Yajl::FFI
Yajl::FFI is a JSON parser, based on FFI bindings into the native YAJL library, that generates events for each state change. This allows streaming both the JSON document into memory and the parsed object graph out of memory to some other process.
This is similar to an XML SAX parser that generates events during parsing. There is no requirement for the document, or the object graph, to be fully buffered in memory. Yajl::FFI is best suited for huge JSON documents that won't fit in memory.
Usage
The simplest way to parse is to read the full JSON document into memory and then parse it into a full object graph. This is fine for small documents because we have room for both the text and parsed object in memory.
require 'yajl/ffi'
json = File.read('/tmp/test.json')
obj = Yajl::FFI::Parser.parse(json)
While it's possible to do this with Yajl::FFI, we should really use the standard library's json gem for documents like this. It's faster because it doesn't need to generate events and notify observers each time the parser changes state. It parses and builds the Ruby object entirely in native code and hands it back to us, fully formed.
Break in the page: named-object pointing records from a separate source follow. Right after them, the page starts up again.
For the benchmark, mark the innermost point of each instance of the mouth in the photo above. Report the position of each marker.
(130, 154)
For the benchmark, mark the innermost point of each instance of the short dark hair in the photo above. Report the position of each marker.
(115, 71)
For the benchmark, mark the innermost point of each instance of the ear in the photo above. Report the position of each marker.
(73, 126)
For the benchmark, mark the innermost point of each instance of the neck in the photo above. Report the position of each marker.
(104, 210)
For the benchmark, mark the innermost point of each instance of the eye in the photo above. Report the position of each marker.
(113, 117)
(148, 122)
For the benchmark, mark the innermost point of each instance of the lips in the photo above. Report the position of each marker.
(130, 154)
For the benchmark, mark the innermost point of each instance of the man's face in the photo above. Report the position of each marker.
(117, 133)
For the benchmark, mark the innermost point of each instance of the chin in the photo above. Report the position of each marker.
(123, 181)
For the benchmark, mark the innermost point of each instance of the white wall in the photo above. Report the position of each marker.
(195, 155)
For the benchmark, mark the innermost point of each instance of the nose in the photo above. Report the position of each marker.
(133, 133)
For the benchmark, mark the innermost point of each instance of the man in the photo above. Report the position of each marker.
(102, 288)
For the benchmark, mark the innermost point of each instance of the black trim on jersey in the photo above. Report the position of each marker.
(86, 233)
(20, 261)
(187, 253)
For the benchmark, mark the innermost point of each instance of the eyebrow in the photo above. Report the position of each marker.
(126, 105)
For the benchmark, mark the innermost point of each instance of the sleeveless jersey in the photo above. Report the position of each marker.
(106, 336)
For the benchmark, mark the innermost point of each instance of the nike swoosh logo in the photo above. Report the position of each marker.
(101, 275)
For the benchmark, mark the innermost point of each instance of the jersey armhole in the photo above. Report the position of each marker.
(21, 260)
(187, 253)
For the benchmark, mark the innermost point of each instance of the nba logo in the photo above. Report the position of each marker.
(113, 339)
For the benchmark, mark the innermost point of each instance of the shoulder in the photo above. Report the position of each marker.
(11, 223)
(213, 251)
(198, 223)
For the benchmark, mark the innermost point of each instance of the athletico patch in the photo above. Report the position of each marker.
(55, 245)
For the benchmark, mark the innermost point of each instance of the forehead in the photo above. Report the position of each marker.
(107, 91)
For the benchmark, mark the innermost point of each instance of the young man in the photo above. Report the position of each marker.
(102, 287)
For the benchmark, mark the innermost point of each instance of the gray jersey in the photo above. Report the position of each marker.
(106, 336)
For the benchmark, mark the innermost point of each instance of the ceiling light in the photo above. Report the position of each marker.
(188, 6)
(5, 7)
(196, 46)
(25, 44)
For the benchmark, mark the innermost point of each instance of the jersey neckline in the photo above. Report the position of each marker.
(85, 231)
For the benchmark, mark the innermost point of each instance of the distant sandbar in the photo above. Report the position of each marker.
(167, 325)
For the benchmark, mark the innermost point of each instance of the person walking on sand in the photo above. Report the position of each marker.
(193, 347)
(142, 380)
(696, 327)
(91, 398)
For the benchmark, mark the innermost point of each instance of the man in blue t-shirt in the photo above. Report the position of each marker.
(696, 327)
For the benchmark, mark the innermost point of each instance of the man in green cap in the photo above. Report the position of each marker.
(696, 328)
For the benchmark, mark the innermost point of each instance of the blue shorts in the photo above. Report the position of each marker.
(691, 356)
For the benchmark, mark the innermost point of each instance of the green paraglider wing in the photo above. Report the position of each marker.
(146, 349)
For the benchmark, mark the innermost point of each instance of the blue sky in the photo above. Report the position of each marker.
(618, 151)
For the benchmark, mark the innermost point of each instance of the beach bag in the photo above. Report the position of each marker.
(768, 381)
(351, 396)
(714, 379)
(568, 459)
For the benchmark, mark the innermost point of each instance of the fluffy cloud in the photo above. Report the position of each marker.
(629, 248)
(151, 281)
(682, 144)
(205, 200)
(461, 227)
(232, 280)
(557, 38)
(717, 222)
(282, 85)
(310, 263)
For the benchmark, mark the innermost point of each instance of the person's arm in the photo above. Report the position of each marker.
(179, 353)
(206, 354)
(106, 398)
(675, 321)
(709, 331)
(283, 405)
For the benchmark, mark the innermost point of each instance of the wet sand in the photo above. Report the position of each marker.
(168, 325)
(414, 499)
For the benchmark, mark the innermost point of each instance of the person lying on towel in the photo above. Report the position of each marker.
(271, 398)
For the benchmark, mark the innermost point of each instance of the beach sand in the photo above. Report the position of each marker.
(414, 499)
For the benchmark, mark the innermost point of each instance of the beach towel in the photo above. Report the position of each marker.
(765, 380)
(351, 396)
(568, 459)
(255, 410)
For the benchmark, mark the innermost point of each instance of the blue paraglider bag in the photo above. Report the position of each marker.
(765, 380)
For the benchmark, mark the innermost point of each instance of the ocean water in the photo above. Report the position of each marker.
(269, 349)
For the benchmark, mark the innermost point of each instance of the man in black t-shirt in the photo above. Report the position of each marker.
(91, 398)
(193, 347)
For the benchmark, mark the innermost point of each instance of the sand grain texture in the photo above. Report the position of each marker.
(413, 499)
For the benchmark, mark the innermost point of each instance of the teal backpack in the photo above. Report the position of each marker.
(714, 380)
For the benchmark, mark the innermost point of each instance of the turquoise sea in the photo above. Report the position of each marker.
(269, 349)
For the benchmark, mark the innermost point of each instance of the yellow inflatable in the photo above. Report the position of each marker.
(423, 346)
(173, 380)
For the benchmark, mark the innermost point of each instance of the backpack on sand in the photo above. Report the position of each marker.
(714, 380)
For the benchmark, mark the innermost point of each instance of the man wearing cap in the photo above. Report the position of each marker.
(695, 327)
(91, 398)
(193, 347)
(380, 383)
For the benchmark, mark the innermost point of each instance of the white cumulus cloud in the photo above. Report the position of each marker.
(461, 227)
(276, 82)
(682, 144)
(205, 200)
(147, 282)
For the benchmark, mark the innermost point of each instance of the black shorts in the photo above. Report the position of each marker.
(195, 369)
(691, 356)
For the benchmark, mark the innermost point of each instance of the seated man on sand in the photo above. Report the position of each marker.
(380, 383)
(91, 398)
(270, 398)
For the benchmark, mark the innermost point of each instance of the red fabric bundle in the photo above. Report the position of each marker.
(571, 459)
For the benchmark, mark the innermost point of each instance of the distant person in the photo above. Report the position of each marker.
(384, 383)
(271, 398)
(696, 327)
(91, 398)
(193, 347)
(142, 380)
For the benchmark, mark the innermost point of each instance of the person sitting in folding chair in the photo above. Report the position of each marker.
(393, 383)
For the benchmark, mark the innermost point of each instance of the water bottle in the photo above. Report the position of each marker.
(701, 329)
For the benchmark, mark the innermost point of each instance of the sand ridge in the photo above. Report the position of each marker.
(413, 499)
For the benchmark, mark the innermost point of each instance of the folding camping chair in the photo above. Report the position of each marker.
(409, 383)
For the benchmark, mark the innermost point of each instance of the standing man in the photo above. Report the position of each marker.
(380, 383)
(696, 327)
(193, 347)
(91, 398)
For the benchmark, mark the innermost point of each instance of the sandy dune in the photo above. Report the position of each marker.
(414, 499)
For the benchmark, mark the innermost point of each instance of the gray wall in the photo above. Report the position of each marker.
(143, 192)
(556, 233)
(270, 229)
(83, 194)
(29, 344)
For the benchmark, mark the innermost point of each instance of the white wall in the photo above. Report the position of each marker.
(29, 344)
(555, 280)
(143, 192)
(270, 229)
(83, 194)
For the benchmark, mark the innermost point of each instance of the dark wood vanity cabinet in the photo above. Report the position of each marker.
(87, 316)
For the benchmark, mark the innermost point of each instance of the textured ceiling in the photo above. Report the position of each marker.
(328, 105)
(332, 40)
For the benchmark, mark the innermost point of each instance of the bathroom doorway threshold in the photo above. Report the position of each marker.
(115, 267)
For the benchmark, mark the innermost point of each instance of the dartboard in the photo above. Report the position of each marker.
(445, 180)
For larger documents, we can use an IO object to stream it into the parser. We still need room for the parsed object, but the document itself is never fully read into memory.
require 'yajl/ffi'
stream = File.open('/tmp/test.json')
obj = Yajl::FFI::Parser.parse(stream)
However, when streaming small documents from disk, or over the network, the yajl-ruby gem will give us the best performance.
Huge documents arriving over the network in small chunks to an
EventMachine
receive_data
loop is where Yajl::FFI is uniquely suited. Inside an
EventMachine::Connection
subclass we might have:
def post_init
@parser = Yajl::FFI::Parser.new
@parser.start_document { puts "start document" }
@parser.end_document { puts "end document" }
@parser.start_object { puts "start object" }
@parser.end_object { puts "end object" }
@parser.start_array { puts "start array" }
@parser.end_array { puts "end array" }
@parser.key { |k| puts "key: #{k}" }
@parser.value { |v| puts "value: #{v}" }
end
def receive_data(data)
begin
@parser << data
rescue Yajl::FFI::ParserError => e
close_connection
end
end
The parser accepts chunks of the JSON document and parses up to the end of the available buffer. Passing in more data resumes the parse from the prior state. When an interesting state change happens, the parser notifies all registered callback procs of the event.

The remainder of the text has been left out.